Porter exposes blind trust
Former attorney-general Christian Porter has been asked to disclose who paid his legal fees.
Mr Porter this week declared to Parliament that contributions to his legal fees funding his ABC defamation battle were made by a blind trust.
He declared the blind trust “in the interest of transparency and out of abundance of caution”, he said.
He said his ‘Legal Services Trust’ covered part of his legal fees, but claims to have no access to information about its conduct or who the funding came from.
Mr Porter settled a defamation case with the ABC in mediation. He had claimed that the news outlet suggested he was the cabinet minister accused of rape, despite the articles never naming him.
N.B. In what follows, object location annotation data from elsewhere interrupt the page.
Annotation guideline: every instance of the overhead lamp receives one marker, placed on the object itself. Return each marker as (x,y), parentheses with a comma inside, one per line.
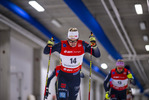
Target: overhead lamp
(145,38)
(104,66)
(147,47)
(56,23)
(36,6)
(142,26)
(138,8)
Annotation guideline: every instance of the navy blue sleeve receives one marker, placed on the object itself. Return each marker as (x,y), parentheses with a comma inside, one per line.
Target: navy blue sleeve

Mr Porter has strenuously denied the allegations.
He has since returned to the Federal Court to shut down major newspapers from using the information in secret documents they obtained for anything other than the current legal proceedings.
Shadow Attorney-General Mark Dreyfus has described the declaration as a disgrace and “an abuse of office”.
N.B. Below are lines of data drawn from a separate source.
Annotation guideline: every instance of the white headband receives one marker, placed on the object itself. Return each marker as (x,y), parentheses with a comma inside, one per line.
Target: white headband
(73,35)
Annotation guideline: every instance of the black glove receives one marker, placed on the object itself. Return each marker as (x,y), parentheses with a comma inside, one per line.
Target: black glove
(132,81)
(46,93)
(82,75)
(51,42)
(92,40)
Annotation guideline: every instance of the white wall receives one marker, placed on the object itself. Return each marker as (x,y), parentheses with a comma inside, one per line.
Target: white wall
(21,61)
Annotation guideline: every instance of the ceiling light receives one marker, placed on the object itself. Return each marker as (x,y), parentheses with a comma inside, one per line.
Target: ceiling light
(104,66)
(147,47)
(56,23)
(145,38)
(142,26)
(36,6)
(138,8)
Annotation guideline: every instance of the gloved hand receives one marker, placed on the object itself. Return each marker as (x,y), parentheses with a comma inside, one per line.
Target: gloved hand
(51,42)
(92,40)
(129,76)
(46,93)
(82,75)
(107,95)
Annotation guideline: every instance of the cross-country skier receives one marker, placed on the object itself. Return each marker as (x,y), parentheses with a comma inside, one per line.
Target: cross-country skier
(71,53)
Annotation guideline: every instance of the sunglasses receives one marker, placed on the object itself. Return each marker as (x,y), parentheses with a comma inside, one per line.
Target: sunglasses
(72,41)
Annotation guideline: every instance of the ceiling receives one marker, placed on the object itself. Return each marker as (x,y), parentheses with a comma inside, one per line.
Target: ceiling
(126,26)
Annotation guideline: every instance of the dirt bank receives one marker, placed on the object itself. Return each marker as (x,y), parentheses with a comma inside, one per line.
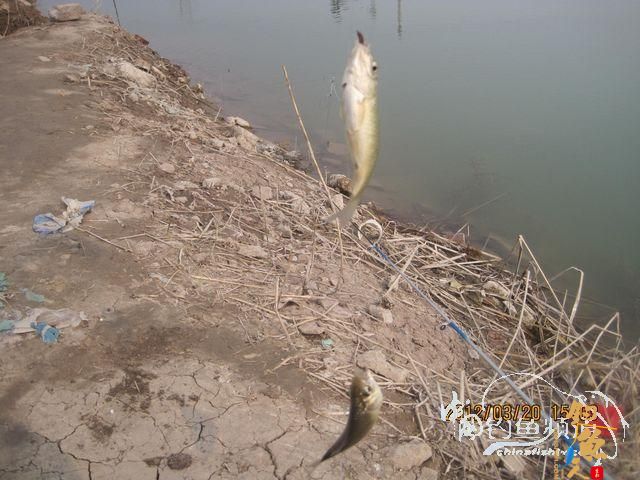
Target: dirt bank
(223,319)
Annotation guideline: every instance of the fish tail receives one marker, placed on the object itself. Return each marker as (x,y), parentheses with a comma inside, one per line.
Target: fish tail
(340,445)
(344,215)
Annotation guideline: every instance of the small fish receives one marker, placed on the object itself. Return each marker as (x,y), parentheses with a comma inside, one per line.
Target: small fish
(366,400)
(360,114)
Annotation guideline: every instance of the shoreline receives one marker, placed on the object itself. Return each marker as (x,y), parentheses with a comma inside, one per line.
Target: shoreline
(239,229)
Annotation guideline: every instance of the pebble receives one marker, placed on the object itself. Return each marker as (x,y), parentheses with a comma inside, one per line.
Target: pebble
(185,185)
(375,361)
(133,74)
(167,167)
(380,313)
(241,122)
(311,328)
(210,182)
He said it is unacceptable for a serving politician to receive money without having to declare how much was donated, who the donors were, and what – if anything – they received in exchange for the money.
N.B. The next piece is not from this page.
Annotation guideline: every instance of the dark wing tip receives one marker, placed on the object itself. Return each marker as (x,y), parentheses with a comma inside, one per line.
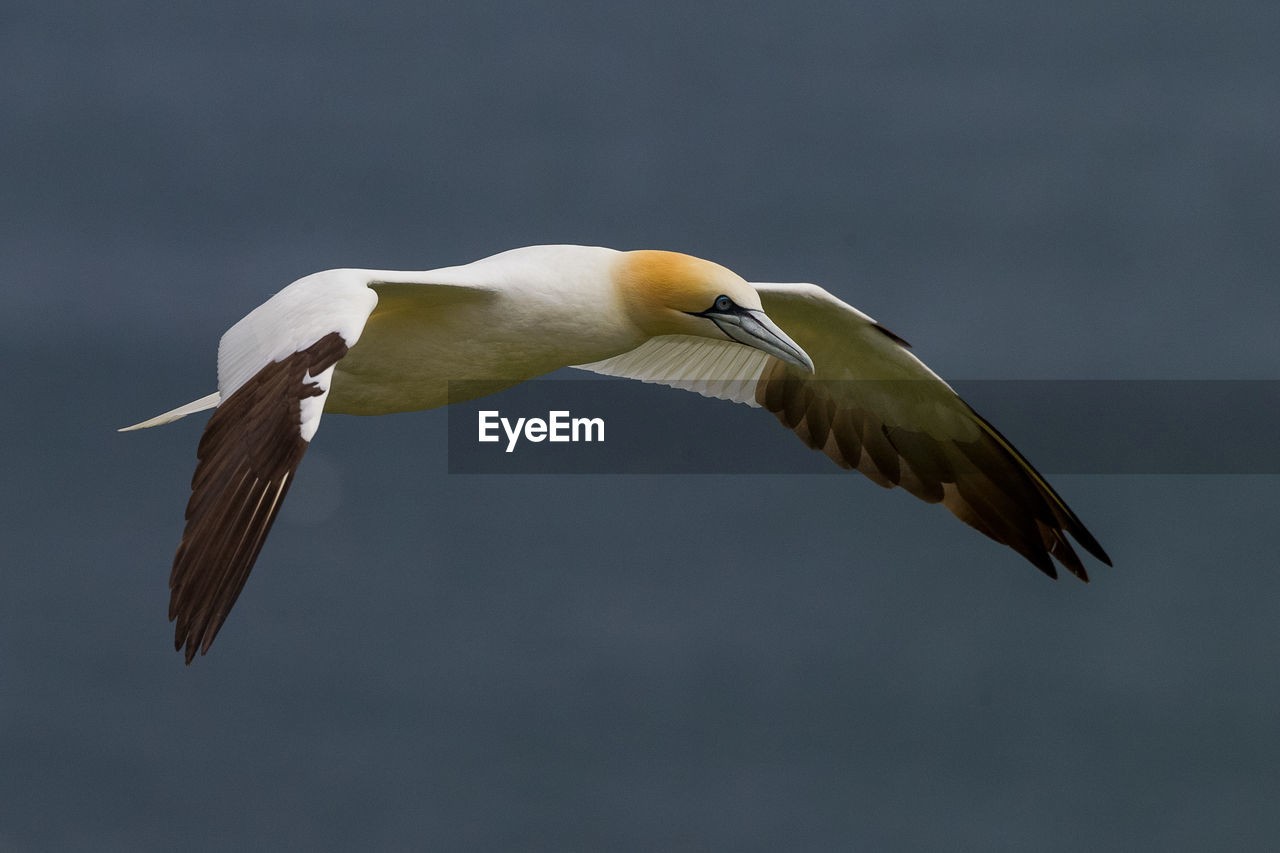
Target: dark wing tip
(247,455)
(983,482)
“The Prime Minister must immediately demand Mr Porter come clean about who his donors are,” Mr Dreyfus said in a statement.
“The Australian people need to know who set this trust up, who funded it, how much they donated, and whether they expected to get anything in return for these donations.
“If Mr Porter genuinely doesn’t know who his donors are he shouldn’t accept their money. Did the money come from criminals? A foreign power? Apparently Mr Porter doesn’t care.”